Dive Brief:
- The average cost of recovery from a single security incident is estimated to be $86,500 for small and medium businesses and $861,000 for enterprises, according to a new report from Kaspersky Lab.
- The reallocation of IT staff time represents the single largest additional cost for both SMBs and enterprises after a data breach, Kaspersky found.
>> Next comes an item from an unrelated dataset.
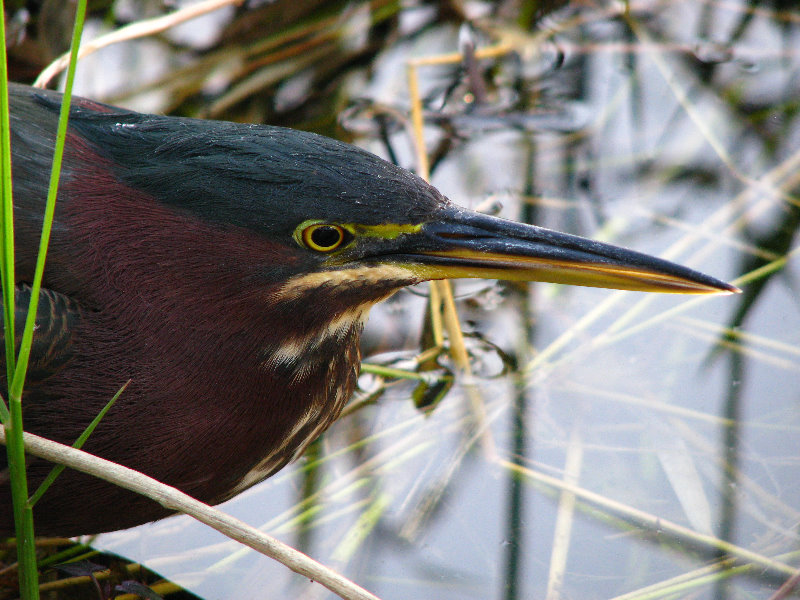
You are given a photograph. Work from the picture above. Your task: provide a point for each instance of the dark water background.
(671, 128)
- Time is also a critical component in increasing the costs of a breach. "The longer a breach goes unnoticed, the more it will cost a business in monetary and data integrity terms," according to Kaspersky. "Even when breaches are detected almost instantly, SMBs estimate a cost to their business of $28,000, rising to $105,000 if undetected for more than a week. For enterprises, where a detection system is in place, the estimated financial damage is still $393,000, increasing to over $1 million if it remains undetected for over seven days."
Dive Insight:
There have been several studies examining the costs of an enterprise data breach, but few specify exactly where those costs occur. According to Kaspersky, reallocation of IT staff time is the largest additional cost for both SMBs and enterprises post-breach.
For some businesses, spending is clearly a priority. SMBs spend approximately 18% of their budgets on IT security while enterprises spend about 21% on theirs.
But investment in security measures does not at all ensure that a business won't be targeted and or suffer an expensive breach. In particular, zero-day vulnerabilities and targeted attacks are the most costly. SMBs usually suffer more attacks on mobile devices, while enterprises tend to attract more hacktivist activities, according to the report.
Kaspersky Lab and B2B International conducted the study of more than 4,000 business representatives from 25 countries.